Bank of America strategist Michael Hartnett wrote that investors will probably reload long positions or rotate into other bullish trades instead of abandoning risk assets, provided two specific technical benchmarks hold.
Hartnett singled out the Roundhill Magnificent Seven ETF remaining above its 200-day moving average around $65, and AUD/JPY preserving support at 110, as the conditions that would keep investors inclined to buy dips. In his note, he framed those levels as the line between rotation and retreat in market behavior.
He acknowledged that tighter financial conditions are removing leverage from markets and that speculative excess has already been pared back in some areas - for example, Korean small-cap technology stocks, which have fallen 36% over the past eight weeks. Hartnett described those moves as rotation activity rather than wholesale withdrawal from risk assets.
Hartnett used the term "no consensus" to summarize the macro backdrop driving investor complacency in the first half of the year - specifically, no landing, no Fed hike, no AI capital-expenditure pullback, and no Democratic sweep in the midterms. That constellation, he wrote, helps explain why bearish positioning has been limited so far.
"Can’t buy bonds, can’t sell stocks," he noted, summarizing what he sees as the prevailing investor strategy of favoring anything but bonds. In the same context, he pointed out the rare concurrence of U.S. CPI at 4.2% and the unemployment rate at 4.2%, an unusual pairing that historically has coincided with periods preceding Fed tightening - a pattern market participants may not recall well.
Hartnett also revisited a presidential-cycle framework, observing that the current trajectory of the Trump administration could lead to just the fourth presidency since 1873 to produce four consecutive years of stock gains. He argued that this prospect makes the midterm elections "the most binary Wall Street event" for the second half of the year.
Recent flows show substantial allocations into equities and cash alongside bond purchases. Over the past week, $56.4 billion went into stocks - the fourth-largest weekly inflow of the year - while $39.5 billion flowed into cash, helping push money market fund assets to a record $7.9 trillion. Bonds received $31.3 billion in the same period.

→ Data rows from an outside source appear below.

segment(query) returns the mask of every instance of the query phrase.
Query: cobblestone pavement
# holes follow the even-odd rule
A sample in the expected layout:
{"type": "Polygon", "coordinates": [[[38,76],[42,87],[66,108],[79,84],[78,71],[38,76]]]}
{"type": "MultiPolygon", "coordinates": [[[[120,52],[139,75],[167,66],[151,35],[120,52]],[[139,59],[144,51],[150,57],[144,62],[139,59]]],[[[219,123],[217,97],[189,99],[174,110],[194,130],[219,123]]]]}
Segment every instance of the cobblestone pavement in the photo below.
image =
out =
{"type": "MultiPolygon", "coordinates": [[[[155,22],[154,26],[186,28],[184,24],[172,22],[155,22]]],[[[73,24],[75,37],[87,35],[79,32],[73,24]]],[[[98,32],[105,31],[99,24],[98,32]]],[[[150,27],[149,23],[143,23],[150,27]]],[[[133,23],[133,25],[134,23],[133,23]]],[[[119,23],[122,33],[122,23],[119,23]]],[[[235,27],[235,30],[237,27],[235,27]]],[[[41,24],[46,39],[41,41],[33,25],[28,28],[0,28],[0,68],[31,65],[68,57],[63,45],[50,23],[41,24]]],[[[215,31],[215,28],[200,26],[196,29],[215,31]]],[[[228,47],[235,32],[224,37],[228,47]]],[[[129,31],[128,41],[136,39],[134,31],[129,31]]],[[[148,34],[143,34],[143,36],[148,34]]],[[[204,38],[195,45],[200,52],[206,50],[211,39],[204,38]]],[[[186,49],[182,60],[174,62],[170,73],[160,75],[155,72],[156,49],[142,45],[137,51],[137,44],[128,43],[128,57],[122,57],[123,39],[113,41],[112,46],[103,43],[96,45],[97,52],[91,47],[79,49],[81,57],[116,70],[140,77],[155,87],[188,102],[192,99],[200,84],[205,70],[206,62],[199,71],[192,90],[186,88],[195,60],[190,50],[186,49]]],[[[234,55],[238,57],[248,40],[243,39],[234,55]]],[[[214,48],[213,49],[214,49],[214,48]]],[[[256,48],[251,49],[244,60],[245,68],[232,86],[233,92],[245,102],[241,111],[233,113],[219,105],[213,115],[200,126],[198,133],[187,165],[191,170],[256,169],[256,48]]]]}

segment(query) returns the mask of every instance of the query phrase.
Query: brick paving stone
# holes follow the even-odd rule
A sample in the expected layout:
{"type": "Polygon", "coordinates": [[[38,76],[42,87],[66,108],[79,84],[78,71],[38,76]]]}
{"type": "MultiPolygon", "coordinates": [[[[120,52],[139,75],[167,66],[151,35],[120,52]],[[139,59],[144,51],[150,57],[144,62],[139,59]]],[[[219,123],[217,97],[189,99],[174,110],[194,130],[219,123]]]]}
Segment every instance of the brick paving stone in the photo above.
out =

Within equities, the technology sector attracted $18.8 billion, putting it on a pace for a record $183 billion of inflows for 2026. China equities drew $9 billion, marking their largest inflow since December. Meanwhile, BofA's Bull & Bear Indicator stood at 9.5, an extreme-bullish reading that the bank labels a "sell signal."
Implications and positioning
Hartnett's framing suggests investors are managing risk through rotation across risk assets and cash rather than through a broad exit. The two technical thresholds he emphasized - the MAGS 200-day average near $65 and AUD/JPY support at 110 - are presented as practical signals that would sustain a buy-the-dip approach.
At the same time, he cautioned indirectly that tighter financial conditions have already forced deleveraging in speculative pockets, showing how fragile extended risk appetites can be even while headline flows remain positive.
Data points and market signals in Hartnett's note were cited as presented by the strategist; the note did not introduce additional forecasts or outcomes beyond the indicators and flow figures summarized above.